Probability of generation of ${\mathbb Z}^2$

According to Proposition 1 in the paper

G. Maze, Gérard, J. Rosenthal, U. Wagner: Natural density of rectangular unimodular integer matrices, Linear Algebra Appl. 434, No. 5 (2011), 1319-1324, ZBL1211.15044,

the probability that $n$ random vectors generate $\mathbb{Z}^{n-1}$ is $$p_n = \prod_{j=2}^n \zeta(j)^{-1}.$$

For $n=2$ this gives $p_2=\zeta(2)^{-1}=6/\pi^2$, whereas for $n=3$ we obtain $$p_3= \zeta(2)^{-1} \zeta(3)^{-1} \simeq 0.505739038$$

Let me convert my comments to an answer.
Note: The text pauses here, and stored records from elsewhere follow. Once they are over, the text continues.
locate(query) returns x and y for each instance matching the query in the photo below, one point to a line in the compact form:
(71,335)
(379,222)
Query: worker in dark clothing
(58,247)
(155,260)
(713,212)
Let $u_n$ be the probability that a triple in $([0,n-1]^2)^3$ generates $\mathbb{Z}^2$, and let $v_n$ be the probability that a triple in $((\mathbb{Z}/n)^2)^3$ generates $(\mathbb{Z}/n)^2$. Certainly $v_n\geq u_n$, and I think that $v_n$ should be asymptotic to $u_n$. Using the Chinese Remainder Theorem and the structure of $(\mathbb{Z}/p^k)^2$ we see that $v_n$ is the product of $v_p$ for all primes dividing $n$. A little linear algebra gives $v_p=(1-p^{-2})(1-p^{-3})$. Thus, the expected density is $$ v_\infty = \prod_p (1-p^{-2})^{-1}(1-p^{-3})^{-1} = (\zeta(2)\zeta(3))^{-1} \simeq 0.5057390381 $$ agreeing with the answer that Francesco Polizzi just entered while I was typing this.